Jenny Shelton talks to journalist and author Laura Barnett about her multiverse novel, in which a chance encounter in Cambridge determines the course of two lives
“That we could take one path or another is something that fascinates me,” says Laura Barnett, author of the widely praised The Versions Of Us. It’s her first novel, and follows three versions of a story which begins with a couple meeting in Cambridge in the 1950s. In one, they go for a drink, in the second, they miss each other, and in the third, everything gets rather complicated. It was described by The Guardian as ‘Sliding Doors, except with three stories instead of two; Life After Life, without all the messy deaths’.
“I loved Life After Life,” laughs Laura when I tell her. “I was about halfway through The Versions Of Us when it came out, and I had initial worries about them being too similar. So I didn’t read it until I’d finished mine. And I loved Sliding Doors as a teenager: that idea of this crossroads where we could become one of so many people.”
Does she believe in fate?
She pauses. “I don’t… in the classic sense of predestination. The idea that our lives are already mapped out is so depressing. I believe in us being self-determining, but I also believe in things working out as they should. So perhaps I just want to have my cake and eat it.
“My husband does believe in fate, though, so it’s difficult for me to say I don’t believe in it because it sounds like I’m saying I don’t think we should be together!”
Laura met her husband at a party in Edinburgh. “There were a million reasons why either of us might not have gone,” she reflects. “It was a massive ‘what if’ moment. He walked in, I said hello, and we began a conversation which we’re still having now. We clicked straight away.”
Cambridge is the launchpad for the story, and where Laura spent her student years, reading modern languages and “spending far too much time and money in La Raza, drinking strawberry margaritas”.
“The city means a lot to me; it’s the place where I became an adult. Cambridge sprung to mind immediately for the setting, because, like any university city, it’s a place where lots of people are brought together and hugely important relationships can be formed. I have very fond memories of it.”
Laura spent time researching Cambridge in the 50s, 60s and 70s, imagining the city as her characters would have known it.
“There’s an important moment when Eva and Jim see each other outside Heffers, which I imagined as being on Trinity Street. But it used to be on Petty Cury in the 70s, when it was still a medieval street. I’m glad I checked, because that would’ve been a massive error!
“I also got a copy of the Newnham College rule book from 1957 because I needed to know what the reaction would’ve been if a student fell pregnant in the 50s. Back then, it would have been the end of your time as a student.”
Publishing her first novel, says Laura, is “the fulfilment of a lifelong ambition”.

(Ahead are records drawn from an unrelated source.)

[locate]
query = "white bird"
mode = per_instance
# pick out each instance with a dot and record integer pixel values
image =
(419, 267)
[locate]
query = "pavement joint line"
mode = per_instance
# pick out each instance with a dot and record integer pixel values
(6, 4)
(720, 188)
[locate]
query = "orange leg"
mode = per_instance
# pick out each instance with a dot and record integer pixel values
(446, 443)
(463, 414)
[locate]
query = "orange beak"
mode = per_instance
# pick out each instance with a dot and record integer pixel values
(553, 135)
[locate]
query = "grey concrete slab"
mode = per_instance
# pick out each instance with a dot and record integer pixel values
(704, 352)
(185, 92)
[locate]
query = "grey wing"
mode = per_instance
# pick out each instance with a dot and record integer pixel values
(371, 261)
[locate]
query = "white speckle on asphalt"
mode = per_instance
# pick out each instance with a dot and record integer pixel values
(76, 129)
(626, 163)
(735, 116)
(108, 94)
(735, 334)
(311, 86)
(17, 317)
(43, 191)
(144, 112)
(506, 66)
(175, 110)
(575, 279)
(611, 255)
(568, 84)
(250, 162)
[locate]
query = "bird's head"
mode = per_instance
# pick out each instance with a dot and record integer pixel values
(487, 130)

She adds: “One of the questions I always ask as a journalist is whether people read their reviews, and I do read mine. They’ve been wonderful, with the odd exception – I don’t expect everyone to love what I do. But it’s the most wonderful feeling knowing everything you wanted to communicate has been understood.”
Keep a look out for this budding new talent: you might be seeing her work on the small screen soon. “I’m working on my next novel, Greatest Hits, and The Versions Of Us has been optioned for television, so I’m working with Trademark Films who made Shakespeare in Love and Parade’s End. We’re talking to screenwriters and hoping that’ll get off the ground soon.”
The Versions of Us, by Laura Barnett, is out now in hardback, £12.99.